Montana Meth Project
Young people's own anti-meth messages popped up in unexpected places all across Montana during the Paint the State campaign.


Everywhere they went, Montanans came face to face with stark pictures and heard sad, frightening - and true - stories of tweakers, as meth abusers are called. Is it OK to try meth? the messages asked. Not even once.

The Montana Meth Project brought immediate and gratifying results. In something called the Paint the State campaign, teenagers in 56 Montana counties created and posted almost 700 anti-meth works of art on fenceposts, building walls, even the doors of restroom stalls.  

And last year, carrying petitions with 55-thousand signatures, 2,300 Montana teens converged on the statehouse in Helena in what they called a March on Meth. They beseeched the governor and legislators to kick in funds to the Montana Meth Project.

One of the marchers was Tim Seery, a Great Falls high-school sophomore.

"Today," he told the crowd on the capitol steps, "we have made the decision to march together as students from every corner of Montana, using our collective voice to speak out against methamphetamine."   

The legislature committed $1 million over two years, but that amount has since been cut in half by the budget crunch brought on by the current economic downturn.

Still, reported meth use among Montana teens has dropped 63 percent since 2005, and the latest Rand Corporation estimate of meth's financial toll on the state - $200 million - is a third lower than it was. Incarceration levels are way down, too. The Montana Women's Prison, crammed with nearly 400 women five years ago, for instance, holds just 130 or so inmates today.

Carol M. Highsmith
Today, Marcy Brakefield is drug-free and often shares her story with Montana teenagers.
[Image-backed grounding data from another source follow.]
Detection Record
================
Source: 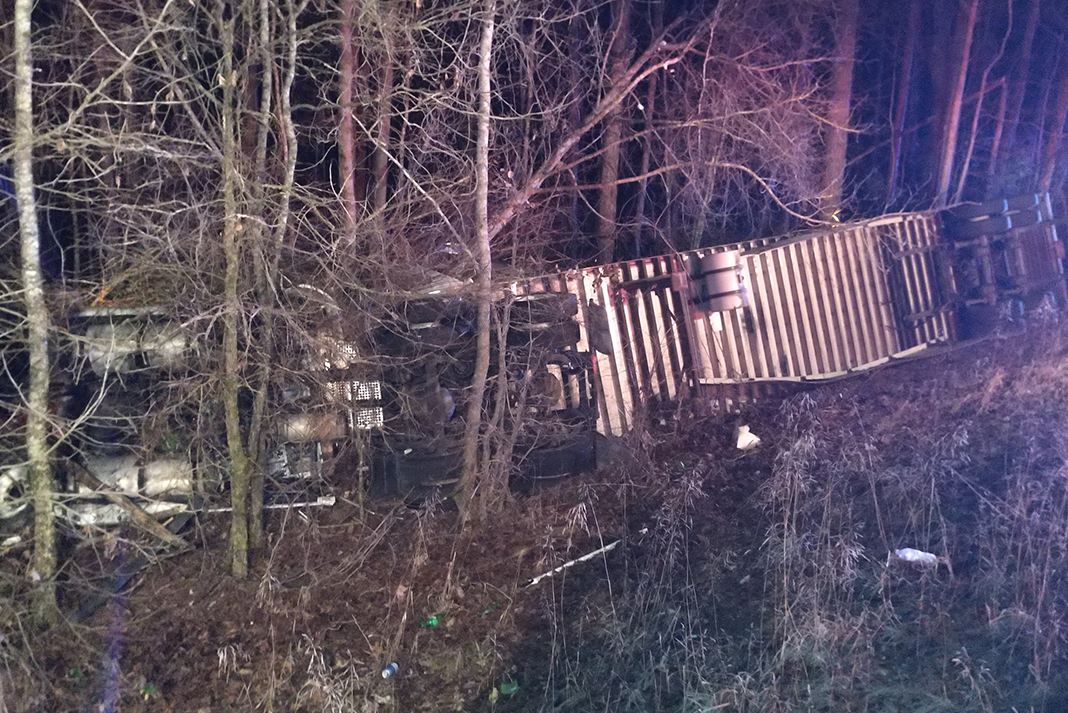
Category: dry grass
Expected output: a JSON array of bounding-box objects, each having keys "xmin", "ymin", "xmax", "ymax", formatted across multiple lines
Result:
[
  {"xmin": 531, "ymin": 325, "xmax": 1068, "ymax": 713},
  {"xmin": 3, "ymin": 326, "xmax": 1068, "ymax": 713}
]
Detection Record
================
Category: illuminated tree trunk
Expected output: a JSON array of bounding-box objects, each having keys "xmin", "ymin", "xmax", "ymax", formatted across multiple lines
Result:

As for Marcy Brakefield, she was caught and arrested while smoking meth with her friend. "One of the hardest parts was just dealing with my own guilt." She says she let many people down. "I let myself down."  

Marcy avoided jail by entering a long-term treatment program. She ran into her friend again and relapsed briefly, but says she has since been clean for six years, two months and a few days. Now fully employed, she is working toward a master's degree in addiction counseling.  

Every chance she gets, she meets with Montana teens, reliving her stark story about the powerful temptation and ruinous toll of methamphetamine.